If you are talking about the Google Analytics session, then it is practically impossible to replicate the GA session in the frontend of your website and make it 100% precise. There are many things that can affect visitor's session in GA, not just 30 minutes duration or new traffic source.
But if you are ok with less than 100% accuracy (I don't know what is the real accuracy of this), you could employ something like this https://www.bounteous.com/insights/2017/12/18/utmz-cookie-replicator-gtm/
Hello, how can I fire a tag only the first page view for a specific page?
Update the trigger. Of the custom html tag. Fire it only on that specific page.
Thanks. My problem is that on the first page view the value "undefined", and on the second page view the value is "1". So the event fires twice. How can I work around this?
So if the first pageview is undefined, enter this as a condition in your trigger. If undefined, then this is a first pageview in your case. All other numbers mean that this is not a first pageview.
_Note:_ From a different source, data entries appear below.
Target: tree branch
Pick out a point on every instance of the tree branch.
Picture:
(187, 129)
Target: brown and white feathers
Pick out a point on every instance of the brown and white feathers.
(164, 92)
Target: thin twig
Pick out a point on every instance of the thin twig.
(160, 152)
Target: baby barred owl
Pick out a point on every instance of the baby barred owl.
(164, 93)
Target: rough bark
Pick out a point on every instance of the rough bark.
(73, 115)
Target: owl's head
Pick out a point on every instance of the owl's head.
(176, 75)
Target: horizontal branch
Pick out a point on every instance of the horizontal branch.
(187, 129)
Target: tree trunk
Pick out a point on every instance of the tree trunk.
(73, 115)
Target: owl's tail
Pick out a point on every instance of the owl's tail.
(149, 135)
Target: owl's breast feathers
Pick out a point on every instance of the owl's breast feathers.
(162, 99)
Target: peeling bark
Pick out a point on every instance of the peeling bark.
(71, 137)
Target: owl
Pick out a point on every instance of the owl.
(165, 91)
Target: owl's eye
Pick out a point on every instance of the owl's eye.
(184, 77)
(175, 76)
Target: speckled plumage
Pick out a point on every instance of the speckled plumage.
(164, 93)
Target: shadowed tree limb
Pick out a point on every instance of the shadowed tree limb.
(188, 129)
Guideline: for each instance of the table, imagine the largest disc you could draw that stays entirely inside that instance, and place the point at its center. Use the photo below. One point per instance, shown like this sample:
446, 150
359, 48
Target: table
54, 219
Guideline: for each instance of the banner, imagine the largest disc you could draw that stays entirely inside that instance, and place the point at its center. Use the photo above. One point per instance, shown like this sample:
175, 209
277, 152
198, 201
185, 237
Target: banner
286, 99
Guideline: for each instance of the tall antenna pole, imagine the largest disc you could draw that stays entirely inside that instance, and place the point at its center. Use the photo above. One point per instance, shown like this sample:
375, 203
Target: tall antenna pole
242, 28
How can i set it on first page view two different pages? for example, i want it to fire on the first page view of page X and as well as first page view of page y?
Hello Julius,
I'm using a Visibility Trigger and I want to fire this event only 1 time, the first time the user sees a specific text. I don't want to fire multiple events if the users sees the same text more than one time.
With the activators available (once per page, once per element, fire every time) none of these options work for me, because I just want it to fire the first time the user sees the content.
Do you know how can we solve this?
You will need to work with cookies. If a visitor sees the text, set a cookie. And then use the cookie as a part of your blocking condition in the trigger.